Al notiziario dell’emittente locale TeleRama ha dichiarato:
Era doveroso sottrarre il sindaco e la maggiornaza a questo vero e proprio tribunale che si era scatenato nei miei confronti. Ribadisco le mie scuse per l’espressione usata ma non c’è dubbio che sul tema si è scatenata una feroce caccia all’uomo con polemiche strumentali del centrosinistra, che hanno distorto l’attenzione dal tema che avevo posto durante quella discussione, ovvero la sanità.
Sullo sfondo le amministrative della prossima primavera. A sollevare la faccenda era stata la vice del Presidente della Regione, Loredana Capone, impegnata nelle primarie cittadine: dal suo profilo pubblico è infatti partita la campagna di indignazione. La testata 20centesimi.it aveva per prima ripreso l’accaduto, rilanciando in rete la notizia (che in breve campeggiava nelle home dei maggiori quotidiani nazionali, e finanche d’Oltralpe, Ivano Stelluto ne aveva scritto sul suo blog). Un altro dei tre candidati alle primarie del centrosinistra, Carlo Salvemini (esponente del movimento locale “la Puglia per Vendola”) aveva promosso nelle scorse ore una petizione per le dimissioni dell’assessore alla mobilità, protocollate stamane negli uffici di Palazzo Carafa, sede municipale.

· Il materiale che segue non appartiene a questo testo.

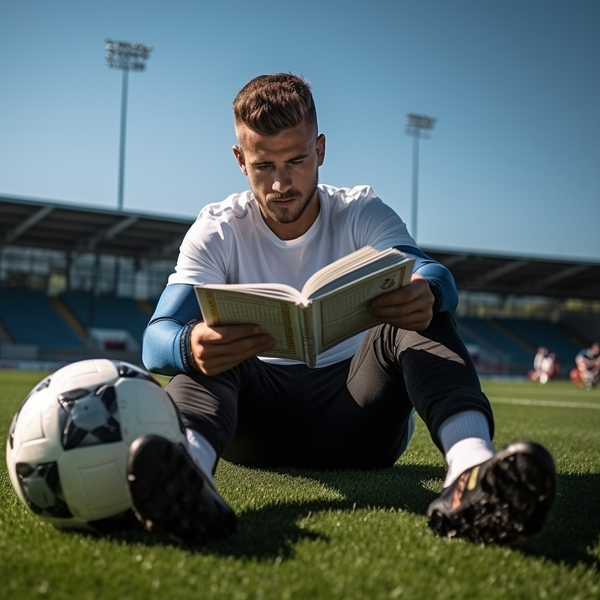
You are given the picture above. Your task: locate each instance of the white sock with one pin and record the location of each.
(465, 438)
(202, 452)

Una vittoria della mobilitazione in rete, ovvio, di quella che il malcapitato definisce “la gogna mediatica”. Eppure indignarsi serve, dicono in tanti. Una perplessità di fondo resta: perchè non avviene lo stesso coi tanti casi di mala gestio della pubblica amministrazione? Molto si potrebbe imparare dalla vicenda, quasi una parabola sul ruolo decisivo dei social media. Basta forse una massima austiniana, per cavarsela in maniera brillante: “le parole fanno le cose”, citata – oltre che nei manuali univeristari di filosofia del diritto – nel testo “La manomissione delle parole” di Gianrico Carofiglio. Sulle tante storie del barocco leccese torneremo presto: meritano davvero il nostro approfondimento.